Dr Oliver Cox is Heritage Engagement Fellow at the University of Oxford. He co-ordinates, supports and brokers collaborative research and engagement projects between the University of Oxford and external partners in the UK and international heritage sector, through enabling individual researchers, research groups, students and professional services to develop mutually-beneficial collaborations.
Oliver leads the TORCH Heritage Programme, is co-Lead of the Oxford University Heritage Network and part of the team delivering the University of Oxford’s strategic partnership with the National Trust. Oliver co-leads the Heritage Pathway Graduate Training Programme. He is also the inaugural Humanities Innovation Champion for Oxford University Innovation in recognition of his external consultancy work with heritage organisations.
Oliver is a historian by training, and received his undergraduate, masters and doctoral degrees from the University of Oxford. He first joined TORCH in 2013 as a Knowledge Exchange Fellow and went on to create the Thames Valley Country House Partnership.
Oliver co-supervises two D.Phil projects exploring the twentieth-century history of the country house; teaches architectural history for the Faculty of History; co-convenes the Graduate Seminar in History, 1680-1850; and supervises relevant Masters and Doctoral theses. He is a Faculty Member for Oxford Cultural Leaders and the Oxford Strategic Leadership Programme.
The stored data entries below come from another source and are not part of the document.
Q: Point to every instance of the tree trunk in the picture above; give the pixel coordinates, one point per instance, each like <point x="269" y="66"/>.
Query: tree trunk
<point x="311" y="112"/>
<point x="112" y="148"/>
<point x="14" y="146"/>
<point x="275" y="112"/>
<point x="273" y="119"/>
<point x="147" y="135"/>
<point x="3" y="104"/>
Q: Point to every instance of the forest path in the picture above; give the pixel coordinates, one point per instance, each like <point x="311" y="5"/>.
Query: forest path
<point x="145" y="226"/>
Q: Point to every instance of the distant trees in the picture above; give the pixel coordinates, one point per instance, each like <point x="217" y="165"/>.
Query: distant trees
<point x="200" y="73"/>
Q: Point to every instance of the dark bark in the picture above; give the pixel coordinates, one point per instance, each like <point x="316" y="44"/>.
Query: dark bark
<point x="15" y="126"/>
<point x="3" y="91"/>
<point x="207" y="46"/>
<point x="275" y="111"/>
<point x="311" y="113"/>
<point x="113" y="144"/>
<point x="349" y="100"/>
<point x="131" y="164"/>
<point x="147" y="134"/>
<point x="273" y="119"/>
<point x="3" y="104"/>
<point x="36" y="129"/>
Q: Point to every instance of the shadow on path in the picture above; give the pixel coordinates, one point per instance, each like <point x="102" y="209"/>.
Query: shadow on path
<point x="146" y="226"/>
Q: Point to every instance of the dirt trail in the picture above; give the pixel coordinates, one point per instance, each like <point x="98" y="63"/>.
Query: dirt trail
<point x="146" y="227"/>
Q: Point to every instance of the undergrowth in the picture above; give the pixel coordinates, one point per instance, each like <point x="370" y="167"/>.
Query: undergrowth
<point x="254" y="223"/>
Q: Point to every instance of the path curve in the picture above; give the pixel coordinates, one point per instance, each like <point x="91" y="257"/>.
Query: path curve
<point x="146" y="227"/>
Oliver’s recent publications include contributions to The Country House, Past, Present and Future: Great Houses of the British Isles, Sport and Leisure in the Irish and British Country House, along with journal articles exploring the politics of horseracing in eighteenth-century Britain and the importance of Jewish history to country house studies.
He is the Humanities Innovation Champion for Oxford University Innovation; an Industry Champion for the Creative Industries Policy and Evidence Centre; Fellow of the Royal Society of Arts; a Trustee of Compton Verney House Trust; and sits on Heritage 2020’s Helping Things to Happen Working Group, and Arts Council England’s Designation Panel.
Oliver is co-chair of the Digital, Learning and Skills Advisory Group for The Heritage Alliance.